Stock offerings were some of the most popular articles last month, despite the worsening global market conditions.

UK chip designer Sondrel floated on the junior London market AIM, raising funds to take on its larger competitors in Asia and develop more IP blocks. Another UK design house, Ensilica, also looked to acquisitions after its IPO earlier in the year.

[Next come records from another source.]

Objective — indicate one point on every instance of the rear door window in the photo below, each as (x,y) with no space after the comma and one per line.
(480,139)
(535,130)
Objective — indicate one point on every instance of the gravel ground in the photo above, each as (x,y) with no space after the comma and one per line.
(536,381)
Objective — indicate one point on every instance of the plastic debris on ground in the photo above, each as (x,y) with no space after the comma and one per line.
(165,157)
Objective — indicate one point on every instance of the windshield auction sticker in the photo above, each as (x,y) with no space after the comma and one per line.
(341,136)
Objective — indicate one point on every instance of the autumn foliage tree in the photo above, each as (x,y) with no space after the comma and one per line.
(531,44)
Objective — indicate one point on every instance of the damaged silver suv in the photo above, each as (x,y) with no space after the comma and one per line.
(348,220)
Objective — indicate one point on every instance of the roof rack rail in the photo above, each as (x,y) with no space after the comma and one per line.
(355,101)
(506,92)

At the same time, the IPO of Mobileye in Israel by parent company Intel on Nasdaq was significant for a number of reasons. The floatation documents highlighted new data on the use of Mobileye’s chips in assisted and automated driving systems. The shares were priced lower than expected, but saw a bounce in the market that helped Intel’s struggling financial figures.

 The financial figures just after the floatation also highlighted Intel’s move to develop a foundry service with increased engagements with seven out of the top ten fabless companies. The company is also developing chiplets for a optical links between satellites in orbit.  

ARM’s IPO from owner Softbank was also a key prospect, with a management re-shuffle looking to prepare.

Another major theme is of course the falling semiconductor market and the impact of the global recession. Despite its move to medical systems, Philips announced significant layoffs, while Renesas pointed to coming challenges in its latest results. This was also  reflected the financial results of foundries that showed demand slowing.

This has not been helped by the increasing tensions between China and the US. The latest move in the Chip War is to impose restrictions on the US citizens working on the vital equipment in fabs in China. In the UK new prime minister Rishi Sunak is looking to build a global consensus on the Chip War.

New technologies are always popular articles, and the IEDM conference in December is highlighting the continuing development of chip technology at 1nm. European supercapacitor developer Skeleton Technologies also showed its latest battery that can charge in just 30s. It is part of a consortium with Shell to use the battery in mining equipment around the world.